The volatility in wholesale power prices due to exposure to global gas prices has demonstrated the need to diversify and decarbonise the UK’s domestic energy system.
The Association for Renewable Energy and Clean Technology (REA) has called for a faster transition to renewables to counter the challenges seen in the energy market over the past few weeks in particular.
Since January, gas prices have risen by 250% according to industry group Oil & Gas UK, with a 70% increase since August alone. The UK’s energy network currently relies on natural gas for half of its electricity generation, and 60% of this imported according to the Department for Business, Energy and Industrial Strategy (BEIS), leaving it exposed to global scarcity and shifts.
Along with the gas prices, the wholesale power market is being impacted by lower than average wind generation for this period of the year, together with a number of outages including the IFA interconnector being down following a fire – it is now expected to remain completely offline until 23 October, then run at half capacity until 27 March 2022.
These have been key causes of the record high power prices seen in the UK, hitting record peaks in the day-ahead auctions of £1,675.30/MWh for EPEX and £1,750/MWh for Nordpool for 14 September for example.
“The ever-present risk of high and volatile natural gas prices demonstrates the importance of a diverse decarbonised energy system – using all the different renewable and clean technologies available to us, including bioenergy, energy storage and marine, all working together to ensure a resilient system and lowering exposure to international prices and lowering emissions,” Frank Gordon, director of policy at the REA said. “We must also have a renewed focus on energy efficiency and insulating our homes to reduce our overall energy usage as a first step.”
The high energy prices have laid bare challenges within Britain’s supplier market, with four small suppliers – namely People’s Energy, Utility Point, PfP Energy and MoneyPlus Energy – ceasing to trade in the last two weeks.
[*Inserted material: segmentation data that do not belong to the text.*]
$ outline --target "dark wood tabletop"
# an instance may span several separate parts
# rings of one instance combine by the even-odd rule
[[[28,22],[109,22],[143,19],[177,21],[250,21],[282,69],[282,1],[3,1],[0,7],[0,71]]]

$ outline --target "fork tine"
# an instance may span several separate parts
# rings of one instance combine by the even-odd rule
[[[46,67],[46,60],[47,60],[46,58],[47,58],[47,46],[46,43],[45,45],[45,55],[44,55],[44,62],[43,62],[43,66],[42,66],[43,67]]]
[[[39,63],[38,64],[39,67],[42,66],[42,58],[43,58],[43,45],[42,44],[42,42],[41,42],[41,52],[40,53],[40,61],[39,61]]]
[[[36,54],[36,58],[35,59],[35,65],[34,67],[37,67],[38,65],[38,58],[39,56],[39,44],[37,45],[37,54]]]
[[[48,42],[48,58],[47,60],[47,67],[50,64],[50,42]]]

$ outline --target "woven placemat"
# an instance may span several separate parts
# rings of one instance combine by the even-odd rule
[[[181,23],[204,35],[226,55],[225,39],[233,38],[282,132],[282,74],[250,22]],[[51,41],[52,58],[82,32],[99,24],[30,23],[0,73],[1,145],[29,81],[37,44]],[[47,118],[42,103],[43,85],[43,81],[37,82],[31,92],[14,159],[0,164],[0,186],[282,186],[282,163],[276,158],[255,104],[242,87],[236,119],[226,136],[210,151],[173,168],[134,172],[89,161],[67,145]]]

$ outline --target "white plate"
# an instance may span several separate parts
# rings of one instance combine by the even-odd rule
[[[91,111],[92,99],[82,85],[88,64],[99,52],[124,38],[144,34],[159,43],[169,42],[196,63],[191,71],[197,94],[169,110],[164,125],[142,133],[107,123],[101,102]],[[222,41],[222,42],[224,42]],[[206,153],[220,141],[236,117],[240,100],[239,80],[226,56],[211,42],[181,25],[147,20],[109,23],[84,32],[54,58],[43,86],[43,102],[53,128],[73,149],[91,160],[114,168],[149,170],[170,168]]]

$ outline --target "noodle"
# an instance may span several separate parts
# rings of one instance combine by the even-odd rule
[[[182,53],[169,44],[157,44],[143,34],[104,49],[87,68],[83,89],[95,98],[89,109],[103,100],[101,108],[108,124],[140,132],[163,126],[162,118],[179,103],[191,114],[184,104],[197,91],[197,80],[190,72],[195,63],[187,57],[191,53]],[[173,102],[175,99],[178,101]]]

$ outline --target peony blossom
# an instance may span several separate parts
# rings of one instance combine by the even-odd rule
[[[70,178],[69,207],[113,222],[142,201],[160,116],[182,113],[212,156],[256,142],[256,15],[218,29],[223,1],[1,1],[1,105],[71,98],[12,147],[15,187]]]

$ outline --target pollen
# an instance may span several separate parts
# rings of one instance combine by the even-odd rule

Even some larger suppliers are feeling the pinch brought about by the wholesale price jump, with Bulb – the UK’s sixth biggest energy company – looking for additional funding following a consistent period of loss.
With winter approaching, industry experts have been predicting that this is just the tip of the iceberg. Research from Baringa for the Times, for example, suggests that 39 more suppliers could fail in the next 12 months, which would leave just 10 in the market.
“It’s an extraordinary time in the market,” said Good Energy’s chief executive Nigel Pocklington. “The risky approach so many new entrants have taken, pricing below cost, is now coming home to roost. Unfortunately the impacts will be felt by both customers and the more prudent suppliers in the market.”
In response to this period of volatility, energy secretary Kwasi Kwarteng similarly highlighted the need for an increasing in renewables to reduce the risk of volatile power prices. Additionally, he called crisis talks with suppliers and industry bodies to discuss the impact of the current high gas prices.
“We want to be clear that this is not an issue of supply – the United Kingdom benefits from having a diverse range of gas supply sources with capacity that can more than meet demand,” Kwarteng, and Ofgem chief executive Jonathan Brearley, said in a joint statement.
They continued to say that there was an “overarching consensus” amongst the groups that attended a roundtable held by Kwarteng yesterday (21 September) that “the top priority must be ongoing support for energy customers, especially the elderly and vulnerable”.
“In the event an energy supplier fails, we are committed that consumers face the least amount of disruption possible – and there are clear and well-established processes in place to ensuring this is the case.”
Over the coming days, more talks will be held with smaller and challenger energy suppliers to set out the next steps for protecting customers and suppliers. Central to this will be a continued commitment to keeping the price cap in place.
Ofgem announced in August that the cap would rise from 1 October to manage the growth in wholesale power prices. Customers on default tariffs will see an increase of £139 from £1,138 to £1,277, while prepayment customers will see an increase of £153, with their annual bills rising from £1,156 to £1,309.
“Customers should not worry,” a statement from Octopus Energy added. “The government’s energy price cap is doing its job and protecting them against price spikes. The industry, including Octopus Energy, has worked closely with Ofgem and the government in the past when supplier failures have happened and there is a well-oiled process in place. Customers whose suppliers have been affected should stay where they are and wait for their new supplier to get in touch.”